What is the Normal Form?


Consider the following set of functional dependencies
(Eid, pno) --­­> hours,
Eid ­­–> Ename,
Pno ­­–> (Pname, Plocation),
Pname --­­> Plocation

in a relation R (Eid, Pno, hours, Ename, Pname, Plocation). After decomposition, the relation R1 (Pno, Pname, Plocation) is in __( Marks: 0.00 )

  1. BCNF
  2. 3NF but not in BCNF
  3. 1NF

Please avoid sharing links… if possible give your own solution.


I think it is 3 NF but not in BCNF ! as no transitive dependency is there! As BCNF is more stricter than 3NF


In given functional dependencies candidate key is (Eid,Pno).
After decomposition into R1(Pno,Pname,Plocation) . Here functional dependencies are

Pno ­­–> (Pname, Plocation),
Pname --­­> Plocation

Candidate key is Pno and Pno is the only prime attribute here. So no partial dependencies ( If proper subset of candidate key determines non-prime attribute, it is called partial dependency.
) are there.

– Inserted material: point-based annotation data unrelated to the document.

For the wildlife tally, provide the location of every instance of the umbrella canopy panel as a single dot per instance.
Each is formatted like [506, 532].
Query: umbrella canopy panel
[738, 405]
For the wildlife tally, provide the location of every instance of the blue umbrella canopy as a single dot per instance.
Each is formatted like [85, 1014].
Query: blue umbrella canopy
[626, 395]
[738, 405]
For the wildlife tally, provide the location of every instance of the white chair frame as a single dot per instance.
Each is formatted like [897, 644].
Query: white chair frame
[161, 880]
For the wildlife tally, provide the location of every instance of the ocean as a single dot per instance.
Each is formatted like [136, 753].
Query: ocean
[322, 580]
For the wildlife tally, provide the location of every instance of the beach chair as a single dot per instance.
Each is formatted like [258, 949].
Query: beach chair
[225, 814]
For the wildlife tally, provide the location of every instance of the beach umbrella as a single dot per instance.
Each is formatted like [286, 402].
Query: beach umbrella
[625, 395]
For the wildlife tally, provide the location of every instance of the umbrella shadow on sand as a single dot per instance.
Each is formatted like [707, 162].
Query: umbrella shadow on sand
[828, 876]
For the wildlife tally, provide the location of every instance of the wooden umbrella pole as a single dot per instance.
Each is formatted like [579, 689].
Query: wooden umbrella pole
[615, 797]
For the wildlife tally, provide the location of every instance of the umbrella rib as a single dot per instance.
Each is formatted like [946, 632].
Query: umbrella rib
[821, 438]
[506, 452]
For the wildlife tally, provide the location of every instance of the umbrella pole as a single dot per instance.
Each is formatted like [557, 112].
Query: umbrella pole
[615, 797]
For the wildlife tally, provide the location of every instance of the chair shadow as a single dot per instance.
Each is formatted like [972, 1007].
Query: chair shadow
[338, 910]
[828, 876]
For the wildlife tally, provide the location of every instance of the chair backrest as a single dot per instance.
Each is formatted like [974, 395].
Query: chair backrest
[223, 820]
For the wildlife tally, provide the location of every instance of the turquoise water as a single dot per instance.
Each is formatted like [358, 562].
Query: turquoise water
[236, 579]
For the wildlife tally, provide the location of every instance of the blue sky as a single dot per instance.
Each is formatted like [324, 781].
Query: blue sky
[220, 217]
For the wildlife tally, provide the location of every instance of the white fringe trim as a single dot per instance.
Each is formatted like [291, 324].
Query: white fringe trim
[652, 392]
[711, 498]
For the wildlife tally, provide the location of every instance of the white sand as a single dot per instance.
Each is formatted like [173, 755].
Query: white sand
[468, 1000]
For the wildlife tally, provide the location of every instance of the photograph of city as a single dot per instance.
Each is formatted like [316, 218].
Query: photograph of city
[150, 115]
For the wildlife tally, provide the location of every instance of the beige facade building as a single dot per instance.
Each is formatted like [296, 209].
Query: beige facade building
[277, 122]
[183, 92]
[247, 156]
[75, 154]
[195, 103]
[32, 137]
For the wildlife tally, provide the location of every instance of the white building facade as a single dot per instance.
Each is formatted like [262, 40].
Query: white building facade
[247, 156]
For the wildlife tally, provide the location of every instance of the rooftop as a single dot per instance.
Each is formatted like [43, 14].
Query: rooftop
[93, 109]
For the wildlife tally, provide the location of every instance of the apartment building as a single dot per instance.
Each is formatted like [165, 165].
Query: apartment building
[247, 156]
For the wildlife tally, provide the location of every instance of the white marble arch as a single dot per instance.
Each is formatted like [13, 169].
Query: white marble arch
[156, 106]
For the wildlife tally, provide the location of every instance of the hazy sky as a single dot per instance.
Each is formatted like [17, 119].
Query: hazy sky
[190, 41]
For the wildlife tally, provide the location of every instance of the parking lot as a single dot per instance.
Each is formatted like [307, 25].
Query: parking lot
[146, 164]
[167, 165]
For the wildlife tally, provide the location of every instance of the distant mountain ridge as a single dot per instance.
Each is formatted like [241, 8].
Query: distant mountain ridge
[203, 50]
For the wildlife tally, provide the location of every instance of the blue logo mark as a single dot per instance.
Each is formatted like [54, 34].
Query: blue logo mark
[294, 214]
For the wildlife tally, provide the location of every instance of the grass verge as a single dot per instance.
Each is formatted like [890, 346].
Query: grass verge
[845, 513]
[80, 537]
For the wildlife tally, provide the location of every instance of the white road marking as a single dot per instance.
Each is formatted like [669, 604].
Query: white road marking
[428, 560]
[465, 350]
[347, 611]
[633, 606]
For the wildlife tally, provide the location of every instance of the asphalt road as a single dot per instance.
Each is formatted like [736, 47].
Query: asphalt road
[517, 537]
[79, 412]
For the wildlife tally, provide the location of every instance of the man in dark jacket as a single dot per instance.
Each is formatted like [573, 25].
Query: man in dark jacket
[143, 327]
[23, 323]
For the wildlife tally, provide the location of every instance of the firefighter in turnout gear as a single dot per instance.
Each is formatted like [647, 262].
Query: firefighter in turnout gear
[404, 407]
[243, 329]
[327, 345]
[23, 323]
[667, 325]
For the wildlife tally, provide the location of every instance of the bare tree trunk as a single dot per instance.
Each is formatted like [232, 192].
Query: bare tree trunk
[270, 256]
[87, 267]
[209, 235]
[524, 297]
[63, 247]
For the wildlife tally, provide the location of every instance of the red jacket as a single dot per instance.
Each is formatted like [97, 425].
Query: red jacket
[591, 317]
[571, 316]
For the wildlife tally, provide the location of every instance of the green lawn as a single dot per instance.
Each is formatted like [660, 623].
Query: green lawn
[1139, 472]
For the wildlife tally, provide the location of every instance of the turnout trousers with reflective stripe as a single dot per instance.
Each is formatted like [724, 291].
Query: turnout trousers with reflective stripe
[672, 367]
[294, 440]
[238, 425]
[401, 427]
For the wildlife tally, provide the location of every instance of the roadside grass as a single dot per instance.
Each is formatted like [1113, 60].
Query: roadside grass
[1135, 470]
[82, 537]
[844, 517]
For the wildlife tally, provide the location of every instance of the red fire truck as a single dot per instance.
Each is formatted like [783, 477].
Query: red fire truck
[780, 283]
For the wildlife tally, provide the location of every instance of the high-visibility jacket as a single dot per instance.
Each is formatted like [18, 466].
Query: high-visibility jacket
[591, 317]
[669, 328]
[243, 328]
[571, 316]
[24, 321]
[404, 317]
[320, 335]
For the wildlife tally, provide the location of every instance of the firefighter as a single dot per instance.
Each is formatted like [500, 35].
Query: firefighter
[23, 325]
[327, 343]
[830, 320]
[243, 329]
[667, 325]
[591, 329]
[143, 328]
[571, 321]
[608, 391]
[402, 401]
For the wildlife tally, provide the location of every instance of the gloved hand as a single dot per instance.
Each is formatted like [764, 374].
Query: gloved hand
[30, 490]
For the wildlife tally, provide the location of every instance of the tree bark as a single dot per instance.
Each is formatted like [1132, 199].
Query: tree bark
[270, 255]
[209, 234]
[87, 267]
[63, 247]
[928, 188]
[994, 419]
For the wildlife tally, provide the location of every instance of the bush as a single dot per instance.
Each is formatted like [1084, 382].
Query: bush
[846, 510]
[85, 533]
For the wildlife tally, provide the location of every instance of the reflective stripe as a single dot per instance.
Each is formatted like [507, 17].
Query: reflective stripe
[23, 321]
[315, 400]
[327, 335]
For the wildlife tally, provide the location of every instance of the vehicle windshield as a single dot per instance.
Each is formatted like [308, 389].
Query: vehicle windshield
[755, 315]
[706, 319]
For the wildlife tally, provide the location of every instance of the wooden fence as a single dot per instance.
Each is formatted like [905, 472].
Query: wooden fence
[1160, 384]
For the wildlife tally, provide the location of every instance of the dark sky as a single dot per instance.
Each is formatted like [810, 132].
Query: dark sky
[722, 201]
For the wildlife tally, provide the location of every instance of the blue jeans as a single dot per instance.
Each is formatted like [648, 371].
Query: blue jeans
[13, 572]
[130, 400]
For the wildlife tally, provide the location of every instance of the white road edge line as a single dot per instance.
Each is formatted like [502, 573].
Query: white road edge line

So it must be in 2NF.

A relation is in 3NF iff at least one of the following condition holds in every non-trivial function dependency X –> Y
1.X is a super key.
2.Y is a prime attribute (each element of Y is part of some candidate key).

Pname --­­> Plocation
is not follow any of the above rules so we can say it is not in 3NF


but yhe answer is 1NF.


It is asked about the relation R1.

R1(Pno,Pname,Plocation) has the following dependencies after decomposition.

Clearly the candidate key is {Pno}

PrimeAttributes = {Pno}

So there is a nonkey-nonkey dependency.{Pname->Plocation}.
So R1 is not in 3NF. But there is no partial dependency, so it is in 2NF.

The best option that matches is 3 as a table in 2NF is already in 1NF.